Abstract

The detectors of the UltraViolet Spectrographs (UVS) on Voyager 1/2 are recording a background that was earlier assigned to disintegrations in the RTG. We show that it arises instead from Galactic Cosmic Rays (GCRs). We show the 1992-2013 GCR flux measured by UVS on V1 and, by comparing with data from the GCR dedicated detectors, we estimate the energy range responsible for this UVS signal, around 300 MeV, and the response of UVS to the GCR anisotropy. After the abrupt jumps of May and August 2012 the count rate has been fluctuating only slightly around a constant value, but comparing with data from the LECP and the CRS instruments shows that those small variations are only responses to a varying anisotropy and not to a flux change. Taking advantage of the similarity in energy range to one of the products of the CRS instrument suite, we use the ratio between the two independent signals as a proxy for the temporal evolution of the GCR spectral slope around the 300 MeV range. We show that this slope has remained unchanged since Aug 2012 and find strong evidence that it will no longer vary, implying the end of the modulation at those energies and that V1 at this date is near or past the heliopause.
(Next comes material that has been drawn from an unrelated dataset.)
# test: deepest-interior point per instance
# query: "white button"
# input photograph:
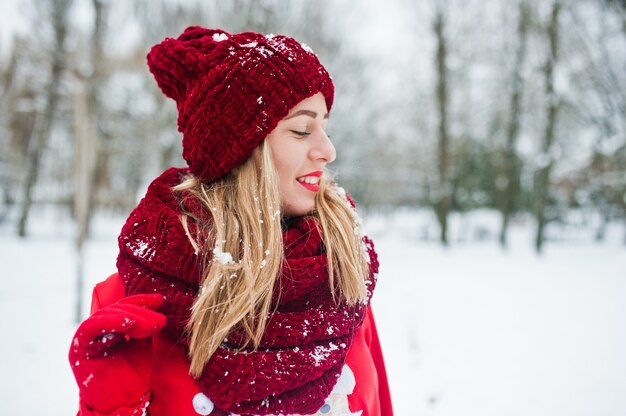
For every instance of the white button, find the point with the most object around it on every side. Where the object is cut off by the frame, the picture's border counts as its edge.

The origin of this narrow and stagnating inner heliosheath is still unclear, and we discuss the potential effects of low solar wind speed episodes and subsequent self-amplified charge-exchange with interstellar neutrals, as a source of deceleration and collapse. We suggest that the quasi-static region encountered by V1 may be related to such effects, triggered by the strong post solar-maximum variability. This did not happen for V2 due to its trajectory at an angle further from the heliosphere axis and a later termination shock crossing. The existence on the upwind side of a mixing layer formed by charge transfer instead of a pure plasma contact discontinuity could explain various observations.